USD/CNH portrays the market’s indecision around 6.8950, despite easing to 6.8930 during early Wednesday. In doing so, the offshore Chinese Yuan (CNH) pair signals the cautious mood ahead of the US Consumer Price Index (CPI) for March and the Minutes of the latest Federal Open Market Committee (FOMC) Monetary Policy Meeting.
It’s worth noting that the recently downbeat China Treasury bond yields and comments from the International Monetary Fund (IMF) jostle with the broad US Dollar weakness to challenge the USD/CNH bulls after keeping the reins in the last two consecutive days.
China’s headline 10-year Treasury bond yields drop to the lowest levels since November 2022, to 2.815% by the press time, as traders brace for further easing from the People’s Bank of China (PBOC), especially after the previous day’s downbeat inflation. That said, China’s headline inflation numbers for March, namely the Consumer Price Index (CPI) and Producer Price Index (PPI), came in 0.7% YoY and -2.5% YoY versus 1.0% and -1.4% respective priors.
However, the IMF’s optimism surrounding the dragon nation and receding hawkish bias about the Fed’s next moves cap the USD/CNH pair’s upside. That said, IMF's Asia-Pacific Chief Krishna Srinivasan said earlier in the day that China rebounded much faster than anticipated, per Bloomberg. On Tuesday, the IMF kept its growth estimations for China intact at 5.2% for 2023 and 4.5% for 2024.
Elsewhere, hopes of easy inflation in the US could be witnessed in the latest Fed talks as President and CEO of the Federal Reserve Bank of Minneapolis Neel Kashkari teases US Dollar bulls as he said, “2% inflation target should not be changed.”
Previously, Philadelphia Fed President Patrick Harker said that the Federal Reserve will continue to look closely at available data to determine what, if any, additional actions they may need to take. Before him, New York Fed President John Williams said that if inflation comes down, we will have to lower rates. Furthermore, Chicago Fed President Austan Goolsbee, said on Tuesday that they need to be cautious about raising interest rates after recent development in the banking sector.
It should be noted, however, that the US inflation expectations, as per the 10-year and 5-year breakeven inflation rates from the St.
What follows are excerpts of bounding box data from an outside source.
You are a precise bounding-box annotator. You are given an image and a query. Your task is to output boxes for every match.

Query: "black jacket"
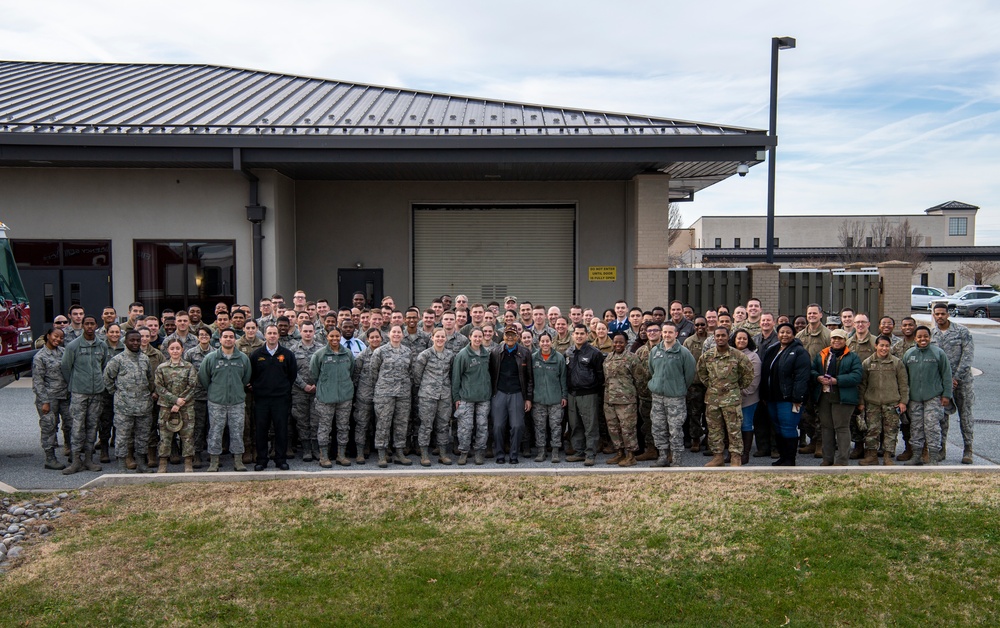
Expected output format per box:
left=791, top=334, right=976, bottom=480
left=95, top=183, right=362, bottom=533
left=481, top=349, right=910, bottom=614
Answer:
left=250, top=345, right=298, bottom=397
left=490, top=343, right=535, bottom=401
left=566, top=342, right=604, bottom=395
left=760, top=338, right=812, bottom=403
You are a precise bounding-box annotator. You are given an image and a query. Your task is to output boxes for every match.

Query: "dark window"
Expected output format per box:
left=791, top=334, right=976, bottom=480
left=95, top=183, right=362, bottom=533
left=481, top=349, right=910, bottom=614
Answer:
left=134, top=240, right=236, bottom=313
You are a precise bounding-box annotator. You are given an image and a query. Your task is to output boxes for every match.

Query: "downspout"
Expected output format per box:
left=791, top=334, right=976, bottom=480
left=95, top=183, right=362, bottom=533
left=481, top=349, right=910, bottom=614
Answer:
left=233, top=148, right=267, bottom=306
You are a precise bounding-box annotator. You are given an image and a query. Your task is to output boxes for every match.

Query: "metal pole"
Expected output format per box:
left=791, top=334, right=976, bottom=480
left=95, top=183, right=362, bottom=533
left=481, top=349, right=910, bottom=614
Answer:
left=766, top=37, right=778, bottom=264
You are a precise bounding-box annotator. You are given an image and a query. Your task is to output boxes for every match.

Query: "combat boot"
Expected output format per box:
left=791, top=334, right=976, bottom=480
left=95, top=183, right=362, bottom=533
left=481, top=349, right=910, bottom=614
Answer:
left=705, top=454, right=726, bottom=467
left=896, top=442, right=913, bottom=462
left=635, top=445, right=660, bottom=462
left=858, top=449, right=878, bottom=467
left=337, top=445, right=352, bottom=467
left=45, top=449, right=66, bottom=471
left=962, top=445, right=972, bottom=464
left=319, top=448, right=333, bottom=469
left=83, top=449, right=101, bottom=473
left=438, top=447, right=451, bottom=464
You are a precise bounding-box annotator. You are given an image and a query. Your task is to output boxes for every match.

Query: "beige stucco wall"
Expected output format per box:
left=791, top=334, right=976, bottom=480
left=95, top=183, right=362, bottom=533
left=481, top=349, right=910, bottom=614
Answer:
left=295, top=181, right=626, bottom=307
left=0, top=168, right=252, bottom=312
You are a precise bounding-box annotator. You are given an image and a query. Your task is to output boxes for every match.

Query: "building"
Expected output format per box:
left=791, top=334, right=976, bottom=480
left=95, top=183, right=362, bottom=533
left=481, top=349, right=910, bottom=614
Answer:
left=673, top=201, right=1000, bottom=291
left=0, top=62, right=773, bottom=333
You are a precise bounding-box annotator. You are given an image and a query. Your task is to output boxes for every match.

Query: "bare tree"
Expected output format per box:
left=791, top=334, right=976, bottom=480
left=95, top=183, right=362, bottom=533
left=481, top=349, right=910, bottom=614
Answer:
left=958, top=260, right=1000, bottom=284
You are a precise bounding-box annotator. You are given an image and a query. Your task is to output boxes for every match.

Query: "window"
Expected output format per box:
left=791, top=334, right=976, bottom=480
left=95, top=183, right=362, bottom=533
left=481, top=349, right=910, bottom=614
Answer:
left=948, top=217, right=969, bottom=236
left=134, top=240, right=236, bottom=313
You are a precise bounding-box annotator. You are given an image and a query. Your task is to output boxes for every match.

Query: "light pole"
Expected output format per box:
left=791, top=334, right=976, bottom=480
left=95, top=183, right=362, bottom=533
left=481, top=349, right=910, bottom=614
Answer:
left=767, top=37, right=795, bottom=264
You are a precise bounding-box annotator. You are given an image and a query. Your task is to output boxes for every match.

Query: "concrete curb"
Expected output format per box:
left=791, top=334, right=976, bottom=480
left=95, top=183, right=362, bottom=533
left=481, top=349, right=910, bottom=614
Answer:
left=80, top=465, right=1000, bottom=490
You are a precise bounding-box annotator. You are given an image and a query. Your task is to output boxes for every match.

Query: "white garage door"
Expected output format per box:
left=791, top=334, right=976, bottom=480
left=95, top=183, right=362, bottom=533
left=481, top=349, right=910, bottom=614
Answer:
left=413, top=205, right=576, bottom=312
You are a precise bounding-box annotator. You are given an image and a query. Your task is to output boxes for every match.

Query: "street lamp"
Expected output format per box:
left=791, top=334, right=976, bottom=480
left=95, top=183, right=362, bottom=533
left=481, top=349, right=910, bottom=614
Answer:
left=767, top=37, right=795, bottom=264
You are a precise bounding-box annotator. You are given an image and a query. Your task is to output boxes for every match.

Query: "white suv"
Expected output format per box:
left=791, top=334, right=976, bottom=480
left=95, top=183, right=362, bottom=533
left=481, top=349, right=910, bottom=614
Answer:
left=910, top=286, right=948, bottom=310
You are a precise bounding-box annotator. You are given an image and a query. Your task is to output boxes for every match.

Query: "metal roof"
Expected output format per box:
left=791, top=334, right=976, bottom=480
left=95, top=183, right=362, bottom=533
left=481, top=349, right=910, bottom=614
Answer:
left=0, top=61, right=763, bottom=136
left=0, top=61, right=776, bottom=194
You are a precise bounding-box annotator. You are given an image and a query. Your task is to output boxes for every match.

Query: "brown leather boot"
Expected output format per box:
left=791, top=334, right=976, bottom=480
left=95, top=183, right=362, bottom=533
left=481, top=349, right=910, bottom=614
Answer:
left=705, top=453, right=725, bottom=467
left=858, top=449, right=878, bottom=467
left=635, top=445, right=660, bottom=462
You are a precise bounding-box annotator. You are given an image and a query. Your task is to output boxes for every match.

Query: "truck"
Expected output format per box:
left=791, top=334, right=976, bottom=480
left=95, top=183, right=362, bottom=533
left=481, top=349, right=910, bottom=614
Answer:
left=0, top=222, right=36, bottom=388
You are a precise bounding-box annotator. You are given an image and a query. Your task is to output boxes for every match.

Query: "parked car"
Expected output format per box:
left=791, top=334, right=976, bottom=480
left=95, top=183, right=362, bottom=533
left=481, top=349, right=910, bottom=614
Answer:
left=927, top=290, right=1000, bottom=316
left=955, top=295, right=1000, bottom=318
left=910, top=286, right=948, bottom=310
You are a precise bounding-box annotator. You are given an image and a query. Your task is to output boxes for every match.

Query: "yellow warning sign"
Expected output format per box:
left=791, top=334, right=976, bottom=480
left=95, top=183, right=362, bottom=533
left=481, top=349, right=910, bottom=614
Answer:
left=587, top=266, right=618, bottom=281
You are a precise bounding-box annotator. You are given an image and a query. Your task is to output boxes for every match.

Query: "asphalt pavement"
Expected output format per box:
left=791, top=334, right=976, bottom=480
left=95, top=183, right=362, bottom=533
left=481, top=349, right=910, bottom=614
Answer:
left=0, top=319, right=1000, bottom=491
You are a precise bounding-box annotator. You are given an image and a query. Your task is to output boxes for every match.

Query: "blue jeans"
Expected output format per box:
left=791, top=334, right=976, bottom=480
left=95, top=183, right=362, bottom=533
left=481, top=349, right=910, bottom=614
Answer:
left=767, top=401, right=802, bottom=438
left=740, top=401, right=760, bottom=432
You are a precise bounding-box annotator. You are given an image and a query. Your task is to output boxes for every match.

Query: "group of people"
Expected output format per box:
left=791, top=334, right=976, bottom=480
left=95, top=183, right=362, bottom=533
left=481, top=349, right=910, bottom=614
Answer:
left=32, top=290, right=973, bottom=474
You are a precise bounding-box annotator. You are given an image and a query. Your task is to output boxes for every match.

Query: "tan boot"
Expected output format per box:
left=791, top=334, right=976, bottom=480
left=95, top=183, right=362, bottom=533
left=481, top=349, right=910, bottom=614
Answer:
left=705, top=453, right=726, bottom=467
left=618, top=449, right=635, bottom=467
left=858, top=449, right=878, bottom=467
left=635, top=445, right=660, bottom=462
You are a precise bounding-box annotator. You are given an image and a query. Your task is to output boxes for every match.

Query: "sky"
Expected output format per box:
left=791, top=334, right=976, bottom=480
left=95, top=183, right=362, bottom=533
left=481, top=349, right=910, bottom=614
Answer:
left=0, top=0, right=1000, bottom=240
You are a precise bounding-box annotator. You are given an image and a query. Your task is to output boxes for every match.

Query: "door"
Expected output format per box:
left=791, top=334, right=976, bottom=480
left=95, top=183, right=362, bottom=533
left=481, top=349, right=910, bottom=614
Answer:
left=337, top=268, right=382, bottom=308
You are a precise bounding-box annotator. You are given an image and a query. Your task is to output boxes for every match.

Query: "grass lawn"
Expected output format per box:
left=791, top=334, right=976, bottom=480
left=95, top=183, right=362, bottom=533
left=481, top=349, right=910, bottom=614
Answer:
left=0, top=473, right=1000, bottom=626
Louis Federal Reserve (FRED) data, remain firmer and challenge the USD/CNH bears.
Amid these plays, S&P 500 Futures remain directionless around 4,138 after a mixed Wall Street close. Further, the US Treasury bond yields grind higher and prod the US Dollar sellers. That said, the US 10-year and two-year Treasury bond yields grind higher around 3.43% and 4.03 during a four-day and five-day uptrend respectively.
Looking ahead, firmer prints of the US CPI and hawkish Fed Minutes are both required to defend the USD/CNH bulls.
A one-month-old ascending triangle bearish chart formation restricts USD/CNH moves between 6.9150 and 6.8865.